Here is the Oat Risotto recipe. It’s surprisingly easy and definitely worth a try.
Oat Risotto With Peas and Pecorino
2 tablespoons unsalted butter
1 leek, white and tender green parts only, halved lengthwise and thinly sliced crosswise
1 cup steel-cut oats, such as McCann’s
5 cups chicken stock or low-sodium broth
Salt and freshly ground white pepper
1 cup frozen baby peas (5 ounces), thawed
1 scallion, thinly sliced
1 cup Pecorino shavings
In a large saucepan, melt the butter.
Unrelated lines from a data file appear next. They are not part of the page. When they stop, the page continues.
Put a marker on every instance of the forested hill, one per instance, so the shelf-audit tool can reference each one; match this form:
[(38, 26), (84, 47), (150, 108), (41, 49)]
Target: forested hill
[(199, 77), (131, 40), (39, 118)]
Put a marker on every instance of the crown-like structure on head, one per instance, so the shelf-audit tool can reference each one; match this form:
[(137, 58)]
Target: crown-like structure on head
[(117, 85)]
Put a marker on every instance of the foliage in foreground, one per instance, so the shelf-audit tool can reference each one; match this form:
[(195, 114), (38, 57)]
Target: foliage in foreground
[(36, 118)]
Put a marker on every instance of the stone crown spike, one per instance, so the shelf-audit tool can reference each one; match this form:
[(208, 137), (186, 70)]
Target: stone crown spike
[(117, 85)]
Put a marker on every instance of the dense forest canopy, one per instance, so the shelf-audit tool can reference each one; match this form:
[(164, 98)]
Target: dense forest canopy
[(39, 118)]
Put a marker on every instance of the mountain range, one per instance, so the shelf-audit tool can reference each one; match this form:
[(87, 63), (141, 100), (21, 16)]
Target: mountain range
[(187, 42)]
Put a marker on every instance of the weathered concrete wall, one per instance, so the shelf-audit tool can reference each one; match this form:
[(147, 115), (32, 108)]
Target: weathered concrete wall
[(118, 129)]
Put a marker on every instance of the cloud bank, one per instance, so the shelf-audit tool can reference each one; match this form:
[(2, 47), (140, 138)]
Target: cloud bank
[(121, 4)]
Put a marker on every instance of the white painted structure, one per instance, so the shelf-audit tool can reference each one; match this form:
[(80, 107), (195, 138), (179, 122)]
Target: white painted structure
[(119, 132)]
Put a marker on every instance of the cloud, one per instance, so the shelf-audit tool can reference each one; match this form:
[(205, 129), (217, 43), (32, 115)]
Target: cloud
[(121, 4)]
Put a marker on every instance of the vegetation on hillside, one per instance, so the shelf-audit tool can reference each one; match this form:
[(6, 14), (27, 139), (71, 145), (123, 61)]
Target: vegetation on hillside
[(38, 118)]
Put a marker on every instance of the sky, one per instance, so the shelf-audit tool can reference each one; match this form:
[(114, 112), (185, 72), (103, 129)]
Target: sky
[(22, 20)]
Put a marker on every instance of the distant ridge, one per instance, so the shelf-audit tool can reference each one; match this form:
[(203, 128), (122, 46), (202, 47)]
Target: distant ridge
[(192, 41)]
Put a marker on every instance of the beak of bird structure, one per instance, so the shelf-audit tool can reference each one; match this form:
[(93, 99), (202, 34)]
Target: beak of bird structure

Add the leek and cook over moderate heat, stirring occasionally, until softened, about 5 minutes. Stir in the oats and cook for 1 minute. Add 1 cup of the stock and simmer over moderate heat, stirring frequently, until nearly absorbed. Continue cooking the oats, adding 1 cup of stock at a time and cooking until the liquid is nearly absorbed between additions. The risotto is done when the oats are chewy-tender and suspended in a thick sauce, about 25 minutes total. Season with salt and white pepper. Stir in the peas, scallion and 3/4 cup of the cheese and cook until the peas are heated through, about 1 minute. Transfer the risotto to bowls, sprinkle with the remaining cheese and serve.